From a theoretical perspective, the findings underscore the interaction between domain/structure (e.g., front-loaded vs. dispersed content), evaluation paradigm (extractive vs. generative), and budget regime. Notably, the redundancy inherent in clinical notes means aggressive abstraction and selection do not impair, and may even improve, downstream generation.

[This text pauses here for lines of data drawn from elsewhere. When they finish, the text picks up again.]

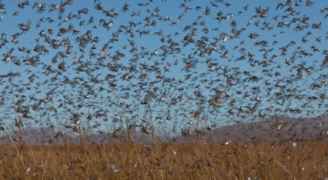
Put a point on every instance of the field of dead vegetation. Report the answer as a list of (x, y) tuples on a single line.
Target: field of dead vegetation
[(289, 160)]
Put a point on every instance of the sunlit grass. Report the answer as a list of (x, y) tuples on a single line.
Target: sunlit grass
[(303, 160)]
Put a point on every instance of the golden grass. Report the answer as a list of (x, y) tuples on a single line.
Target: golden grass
[(304, 160)]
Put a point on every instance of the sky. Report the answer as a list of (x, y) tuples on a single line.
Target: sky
[(278, 73)]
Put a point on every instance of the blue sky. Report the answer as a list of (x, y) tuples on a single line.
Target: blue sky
[(122, 103)]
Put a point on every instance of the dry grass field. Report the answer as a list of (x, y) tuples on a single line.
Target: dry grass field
[(301, 160)]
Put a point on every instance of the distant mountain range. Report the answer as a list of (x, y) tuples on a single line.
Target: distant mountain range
[(272, 131)]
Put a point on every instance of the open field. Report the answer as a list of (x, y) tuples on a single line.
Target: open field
[(290, 160)]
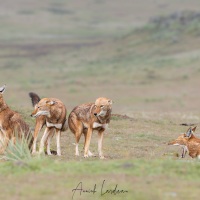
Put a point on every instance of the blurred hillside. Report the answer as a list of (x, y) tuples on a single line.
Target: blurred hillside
[(142, 54)]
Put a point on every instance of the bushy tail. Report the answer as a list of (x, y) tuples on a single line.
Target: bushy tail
[(34, 98)]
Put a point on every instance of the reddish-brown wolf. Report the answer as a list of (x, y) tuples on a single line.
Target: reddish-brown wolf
[(52, 113), (11, 125), (86, 118), (189, 143)]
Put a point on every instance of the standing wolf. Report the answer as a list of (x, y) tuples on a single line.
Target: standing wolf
[(11, 125), (52, 113), (89, 117)]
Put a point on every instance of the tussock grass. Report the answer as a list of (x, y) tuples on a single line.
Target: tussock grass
[(18, 151)]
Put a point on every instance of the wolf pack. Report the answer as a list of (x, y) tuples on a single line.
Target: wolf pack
[(84, 119), (51, 114)]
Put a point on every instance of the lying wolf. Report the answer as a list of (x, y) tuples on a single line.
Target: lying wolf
[(11, 125)]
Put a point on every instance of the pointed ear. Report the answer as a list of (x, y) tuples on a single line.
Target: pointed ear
[(110, 101), (50, 103), (193, 130), (189, 132), (2, 89)]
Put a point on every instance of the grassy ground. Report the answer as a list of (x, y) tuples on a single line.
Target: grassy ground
[(146, 61)]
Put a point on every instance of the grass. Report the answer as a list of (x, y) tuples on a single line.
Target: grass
[(151, 73)]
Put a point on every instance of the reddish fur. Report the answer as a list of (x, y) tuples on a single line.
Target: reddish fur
[(192, 143), (11, 124), (57, 112), (82, 118)]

Practically, the work suggests that context selection modules should be decoupled and auditable in clinical NLP pipelines. Routine recalibration of routing policies and stratified performance monitoring are recommended to mitigate biases and maintain quality under evolving operational conditions.

Future Directions

Open research avenues include section-aware relevance modeling, hybridization with learned neural compression, and application to domains with less consistent editorial structure or higher evidentiary variability. Integration with task-conditioning (e.g., question-aware selection), targeted evaluation by clinical outcome, and model-in-the-loop adaptation will advance the fidelity and safety of plug-and-play LLM deployments in health and science.

Conclusion

This paper establishes budgeted context construction as a central design problem for real-world LLM applications and provides both the formal framework and empirical validation for selector routing across clinical and scientific domains. The modular system, submodular RCD objective, and practical routing heuristic enable substantial reductions in computational cost without sacrificing summary or inference quality, and generalize robustly to unseen domains and tasks. Future work should extend these principles to multi-task, multi-modal, and safety-critical settings.